It’s been over two years since my last foray into the murky waters of Active Directory Federation Services (ADFS) 2.0 and it came past due for a return to claims-based authentication and federation.
My previous journeys were somewhat chronicled here and here. This time around though, I’m going to be focusing on the latest and greatest – meaning Windows Server 2012 R2 (with update), which has been a far more pleasant journey thus far.
I literally started from scratch, because I rather like the environment to be clean before establishing a baseline configuration. From my earlier article:
so if you’re going to do this properly, get your certificates sorted out up front. My approach is to install and configure an Enterprise Certificate Authority and issue certificates from there. Then, it’s just a matter of trusting the root CA (signing) certificate in your environment, and your cert chain should be valid
I’m excited to say I took my own advise and started with the basics first. As you may recall from my earlier writing, my preferred scenario architecture is the segregation of external and internal entities by way of separate Active Directory forests.
As last time, I’m working predominantly with an initial set of four separate virtual servers, configured as follows:
Using an Enterprise CA, I trust the root CAs and then issue certificates as needed, and manage the DNS within each Active Directory forest. This time around I fully configured the CAs in both domains for web enrolment and device enrolment as well as updating group policy to include the Enrolment Policy locations.
I also added the Root CAs of each domain to the Trusted Root Certificate store in the opposite domain’s DC (where AD FS is located) so that the federation Uris would be valid when the trusts were established.
Believe it or not, this doesn’t take very long to set up. Configuring each domain at the same time (in parallel), I had most of the configuration working and tested in about an hour or so. Having done it many times before, I knew the correct order to install and configure which makes a huge difference.
Installing IIS on the CA server also means you can avoid having to install IIS on the domain controller server, which is a nice win in terms of resource minimisation.
Since we’re dealing with a few certificates here and there, it’s important to remember that clients/machines that do not trust the root CA signing certificate will experience warnings or other inconveniences – in other words, don’t do this in a Production environment unless it’s only used solely in-house, where you can deploy the CA signing certificate into the trusted root CA stores.
External AD FS installations should always be signed using a certificate from an external (public) CA like https://www.startssl.com which offers free class-1 certificates.
My Desired Outcome
What I want to be in a position to do is to offer users a choice of realms:
For the sake of keeping things clear, I’ve labelled the relying parties to indicate which domain they live in, but you probably would label the DMZ as ‘External Users’.
What should happen, once a user has authenticated, is that their subsequent requests to claims-aware applications shouldn’t require any further authentication, and their identity should be available across both environments.
Generating Valid Certificates – The Low Effort Way
Another tip – the AD FS installation expects a certificate (plus private key) with the common name of the ADFS service you’re going to configure to be in the .pfx format.
if you want a fast way of generating a web server certificate and you have an Enterprise CA installed and configured within the domain, you can switch to IIS Manager and request a Domain Certificate when viewing the server features (under Server Certificates):
Here you can add the common name and friendly names
When you’ve entered the information, the wizard will go off and request a Web Server certificate based on the common name, and then will automatically store it in the Computer Account’s Certificate store.
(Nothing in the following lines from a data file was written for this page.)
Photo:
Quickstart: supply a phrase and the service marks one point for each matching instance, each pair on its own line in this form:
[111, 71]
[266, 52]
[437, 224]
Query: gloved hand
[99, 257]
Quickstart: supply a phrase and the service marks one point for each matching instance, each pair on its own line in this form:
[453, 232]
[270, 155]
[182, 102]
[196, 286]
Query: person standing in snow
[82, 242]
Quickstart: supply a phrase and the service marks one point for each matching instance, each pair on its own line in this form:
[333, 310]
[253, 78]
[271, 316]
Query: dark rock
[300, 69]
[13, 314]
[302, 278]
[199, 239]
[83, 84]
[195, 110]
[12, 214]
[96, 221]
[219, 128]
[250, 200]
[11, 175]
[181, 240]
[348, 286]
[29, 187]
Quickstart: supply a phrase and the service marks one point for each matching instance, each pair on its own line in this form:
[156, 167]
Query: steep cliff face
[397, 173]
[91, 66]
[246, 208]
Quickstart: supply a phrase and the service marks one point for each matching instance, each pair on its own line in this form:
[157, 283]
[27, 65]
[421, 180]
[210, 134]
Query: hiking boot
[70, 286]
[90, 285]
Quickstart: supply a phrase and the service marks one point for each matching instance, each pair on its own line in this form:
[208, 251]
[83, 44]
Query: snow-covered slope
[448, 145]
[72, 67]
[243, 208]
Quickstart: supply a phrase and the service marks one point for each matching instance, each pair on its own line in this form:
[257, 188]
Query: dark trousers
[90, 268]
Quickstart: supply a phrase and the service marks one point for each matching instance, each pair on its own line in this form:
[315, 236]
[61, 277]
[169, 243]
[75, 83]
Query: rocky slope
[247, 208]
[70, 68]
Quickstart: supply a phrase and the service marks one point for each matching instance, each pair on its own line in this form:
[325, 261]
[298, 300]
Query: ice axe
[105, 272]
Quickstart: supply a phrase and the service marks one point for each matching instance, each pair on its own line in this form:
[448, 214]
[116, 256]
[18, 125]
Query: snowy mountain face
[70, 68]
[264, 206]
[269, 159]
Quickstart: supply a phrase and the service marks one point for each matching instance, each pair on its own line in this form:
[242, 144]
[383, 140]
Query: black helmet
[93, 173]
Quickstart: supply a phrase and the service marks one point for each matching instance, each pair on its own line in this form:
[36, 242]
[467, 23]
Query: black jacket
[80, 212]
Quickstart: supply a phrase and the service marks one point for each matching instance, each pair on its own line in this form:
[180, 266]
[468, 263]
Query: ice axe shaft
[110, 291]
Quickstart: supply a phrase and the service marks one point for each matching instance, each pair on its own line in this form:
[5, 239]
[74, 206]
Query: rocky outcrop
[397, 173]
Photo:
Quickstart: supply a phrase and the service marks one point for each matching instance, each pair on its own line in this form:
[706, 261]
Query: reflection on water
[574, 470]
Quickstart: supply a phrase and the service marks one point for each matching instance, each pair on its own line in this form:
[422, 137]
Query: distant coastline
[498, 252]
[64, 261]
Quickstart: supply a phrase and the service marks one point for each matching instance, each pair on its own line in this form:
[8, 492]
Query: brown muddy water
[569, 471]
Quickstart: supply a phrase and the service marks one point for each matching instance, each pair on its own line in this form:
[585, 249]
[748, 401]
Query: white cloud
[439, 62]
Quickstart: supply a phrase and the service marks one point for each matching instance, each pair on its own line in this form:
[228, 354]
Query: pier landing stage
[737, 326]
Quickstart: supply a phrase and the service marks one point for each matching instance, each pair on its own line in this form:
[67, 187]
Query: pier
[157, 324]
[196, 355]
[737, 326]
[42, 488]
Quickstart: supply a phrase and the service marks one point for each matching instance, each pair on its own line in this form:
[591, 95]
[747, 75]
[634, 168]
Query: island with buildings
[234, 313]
You can fire up MMC and add the Certificates snap in (FIle –> Add/Remove Snap In) making sure you select ‘Computer account’ along the way:
Once the certificate is located, you can simply export it including the private key. Just move the exported .pfx file to the ADFS host, and you’re ready to install with a valid certificate.
A word about ADFS installation
I’m not going to go into detail about how to set up AD FS 3.0 itself, the existing documentation on the Internet is quite accurate, and honestly, if you’ve established the environment correctly, it’s really not tricky to do. In Windows Server 2012 R2, ADFS 3.0 is a bona fide server role (in 2008/R2 the server role was ADFS 1.0/1.1, 2.0 was a separate download & install).
Sanity Checking the ADFS configuration
As mentioned in an earlier post, a quick browse to the following location: https://<your adfs location>/federationmetadata/2007-06/federationmetadata.xml should yield a metadata response:
This was just a brief intro to the environment I’ve configured, I’ll be going into more detail about how to live in a claims-aware environment in subsequent articles.